When it comes to biodiversity, the Galapagos Islands are legendary. This small, sparsely inhabited archipelago off the coast of Ecuador has been described by UNESCO as a “living museum and showcase of evolution,” and boasts some of the most unique wildlife on the planet. Over 1,000 species of wildlife living on the islands are found nowhere else in the world, ranging from the famous giant tortoises to the tiny finches that inspired Charles Darwin’s theory of evolution.
The marine iguana is one of the archipelago’s most unusual animals. It’s the only modern species of lizard that forages for food in the sea. While living on land, the iguana’s main food source is seaweed, forcing this unusual lizard to spend much of its time combing the shoreline and even diving into the sea to find food.
The jagged volcanic rocks of the island of Las Tintoreras make for the perfect environment for marine iguanas to thrive.
Sea lions are among the Galapagos’ most playful inhabitants, and have little fear of humans. As many as 50,000 are estimated to live across the islands.
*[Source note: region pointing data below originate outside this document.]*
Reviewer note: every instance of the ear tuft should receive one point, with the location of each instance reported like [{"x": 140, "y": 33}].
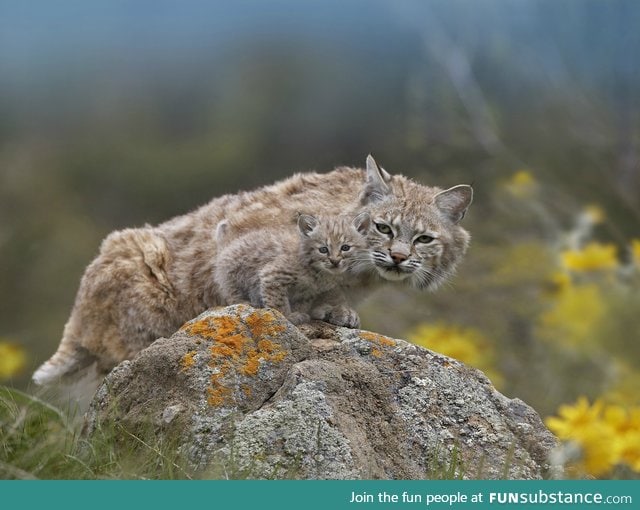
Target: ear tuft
[
  {"x": 454, "y": 202},
  {"x": 376, "y": 188},
  {"x": 221, "y": 231},
  {"x": 307, "y": 224}
]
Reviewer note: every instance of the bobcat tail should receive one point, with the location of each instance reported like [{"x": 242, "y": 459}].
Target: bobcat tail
[{"x": 67, "y": 360}]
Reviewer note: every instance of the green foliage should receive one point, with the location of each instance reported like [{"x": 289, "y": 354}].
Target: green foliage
[{"x": 40, "y": 441}]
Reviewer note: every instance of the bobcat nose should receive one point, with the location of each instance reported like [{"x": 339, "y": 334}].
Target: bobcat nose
[{"x": 398, "y": 257}]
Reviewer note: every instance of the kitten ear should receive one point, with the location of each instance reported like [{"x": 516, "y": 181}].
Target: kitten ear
[
  {"x": 376, "y": 188},
  {"x": 454, "y": 202},
  {"x": 307, "y": 224},
  {"x": 221, "y": 231},
  {"x": 362, "y": 222}
]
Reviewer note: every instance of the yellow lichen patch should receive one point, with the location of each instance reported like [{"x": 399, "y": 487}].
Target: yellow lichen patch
[
  {"x": 217, "y": 395},
  {"x": 187, "y": 361},
  {"x": 379, "y": 339},
  {"x": 267, "y": 351},
  {"x": 262, "y": 323},
  {"x": 212, "y": 327},
  {"x": 231, "y": 346}
]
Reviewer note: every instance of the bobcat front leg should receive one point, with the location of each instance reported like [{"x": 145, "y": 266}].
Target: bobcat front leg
[
  {"x": 334, "y": 309},
  {"x": 274, "y": 287}
]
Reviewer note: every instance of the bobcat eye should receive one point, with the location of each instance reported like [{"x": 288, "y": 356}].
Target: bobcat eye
[
  {"x": 383, "y": 229},
  {"x": 424, "y": 239}
]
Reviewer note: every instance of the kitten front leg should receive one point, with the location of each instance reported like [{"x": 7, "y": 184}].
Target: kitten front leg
[
  {"x": 274, "y": 293},
  {"x": 336, "y": 311}
]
The Galapagos penguin is not only the world’s second smallest species of penguin, but also the only type to live in the wild in the Northern Hemisphere.
Much of the interior of the island of Santa Cruz is close to impenetrable due to the thick foliage. Across the Galapagos, there are as many as 600 native plants.
Not all of the Galapagos is so lush. The crater-riddled landscape around Isabella island’s Sierra Negra volcano is more like a post-apocalyptic wasteland than a tropical island paradise, complete with dried lava flows and piles of sulfur.
Birds are everywhere in Galapagos, with more than 56 native species.
The red rock crab may not be endemic to the Galapagos, but its distinct color adds some serious flair to the islands’ pitch black, rocky shores.
Another non-endemic species is human. The Galapagos is one of the few corners of the globe without an indigenous population. Around 25,000 people live on the islands, with most coming from mainland Ecuador.
Perhaps one of the most surprising species of bird to be found on the islands is the Galapagos flamingo. With a population of less than 400, this species has the smallest population of any flamingo variety in the world, and is a startling sight in these far flung islands.
And of course, the most famous inhabitant of the islands: the giant tortoises. The Galapagos is just one of two places in the world where giant tortoises can still be found in the wild, and have lived on the archipelago for as long as 3 million years.